There isn’t a way to specifically configure priority, but it is possible to wait for the first batch to complete before submitting the second. Once it is submitted, there is not a way to penalize and prioritize for what is later submitted.

import ray

@ray.remote
def one():
    pass

@ray.remote
def two():
    pass


ones = [one.remote() for i in range(3)]

ray.get(ones)
print("finished ones")

twos = [two.remote() for i in range(3)]

ray.get(twos)
print("finished twos")

Thanks for the tip! @ClarenceNg

If I don’t wait for the first batch to complete and submit the second batch, how does ray handle the ordering of job execution? Will ray start processing the second batch before completing all first jobs?

There are factors at play that affects when a task completes, like the variance in the processing time, whether task is retried, etc. Even in the perfect scenario we don’t guarantee specific ordering of execution once the task is submitted. It is possible that they are executed in FIFO but that is not a guarantee that is provided. If the tasks in the two batches are identical it is very possible that it executes in FIFO order.

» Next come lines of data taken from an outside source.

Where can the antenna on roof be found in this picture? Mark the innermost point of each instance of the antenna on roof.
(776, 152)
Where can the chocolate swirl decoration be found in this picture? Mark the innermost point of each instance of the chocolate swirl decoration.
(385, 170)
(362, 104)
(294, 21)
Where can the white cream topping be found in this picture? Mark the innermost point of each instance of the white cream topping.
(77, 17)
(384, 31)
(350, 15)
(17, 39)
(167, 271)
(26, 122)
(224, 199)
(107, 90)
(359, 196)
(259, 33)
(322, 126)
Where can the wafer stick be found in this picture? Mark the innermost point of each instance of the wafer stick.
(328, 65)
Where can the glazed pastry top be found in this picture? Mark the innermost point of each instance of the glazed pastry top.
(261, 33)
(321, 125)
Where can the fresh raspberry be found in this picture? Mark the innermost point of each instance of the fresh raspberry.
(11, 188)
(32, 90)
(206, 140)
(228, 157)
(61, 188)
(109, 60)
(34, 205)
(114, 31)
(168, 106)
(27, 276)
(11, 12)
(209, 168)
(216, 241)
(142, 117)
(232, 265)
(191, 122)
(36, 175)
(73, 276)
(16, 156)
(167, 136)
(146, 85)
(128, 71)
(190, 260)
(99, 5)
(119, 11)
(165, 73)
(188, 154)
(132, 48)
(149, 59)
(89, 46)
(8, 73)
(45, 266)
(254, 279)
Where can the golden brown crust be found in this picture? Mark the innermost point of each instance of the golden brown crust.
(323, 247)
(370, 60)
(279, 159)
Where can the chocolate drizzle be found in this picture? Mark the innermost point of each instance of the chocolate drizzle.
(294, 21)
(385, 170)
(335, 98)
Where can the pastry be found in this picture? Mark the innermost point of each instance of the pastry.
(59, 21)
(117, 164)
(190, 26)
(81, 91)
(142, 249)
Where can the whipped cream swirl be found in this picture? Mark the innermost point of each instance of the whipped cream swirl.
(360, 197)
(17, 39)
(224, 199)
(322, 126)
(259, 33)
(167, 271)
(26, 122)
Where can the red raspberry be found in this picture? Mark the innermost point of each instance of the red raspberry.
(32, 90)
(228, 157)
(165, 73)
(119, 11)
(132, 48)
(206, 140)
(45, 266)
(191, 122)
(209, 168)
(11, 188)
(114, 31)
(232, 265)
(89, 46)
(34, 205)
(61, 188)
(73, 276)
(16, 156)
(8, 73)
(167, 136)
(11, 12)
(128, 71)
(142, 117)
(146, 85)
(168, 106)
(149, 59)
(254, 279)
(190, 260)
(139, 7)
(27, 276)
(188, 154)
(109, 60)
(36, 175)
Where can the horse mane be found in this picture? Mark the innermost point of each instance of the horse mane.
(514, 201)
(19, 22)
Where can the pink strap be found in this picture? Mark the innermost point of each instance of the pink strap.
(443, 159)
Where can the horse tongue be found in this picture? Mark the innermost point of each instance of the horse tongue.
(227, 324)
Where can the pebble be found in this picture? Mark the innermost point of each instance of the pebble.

To wait for completion the best bet is to look into functions like ray.get or ray.wait

@ClarenceNg I actually don’t want FIFO. What I want is for ray to provide “fair execution” of multiple workflows submitted more/less at the same time. For example, I am using ray as a backend to run workflows submitted from a multi-user web application. When multiple users submit workflows simultaneously, all requests will be more/less submitted concurrently to a single ray cluster. I want all workflows to be executed concurrently without a single user taking over the whole cluster for extended period of time. I definitely don’t want FIFO in this case as that means all users will have to wait for other users’ jobs to finish - especially if first user submits a large job and other users jobs are much smaller.

Am I correct to assume that ray itself does not provide such “fair execution” execution policy? I am familiar with using batch schedulers like slurm, htcondor that handles multi-user environment, but I am wondering if there is anything I can use on-top-of ray itself to make such “fair execution” possible. Has anyone worked on a layer on top of lay to make that happen?? Ideally, I’d like to be able to configure ray’s internal scheduling system, but is ray strictly designed for a single user environment?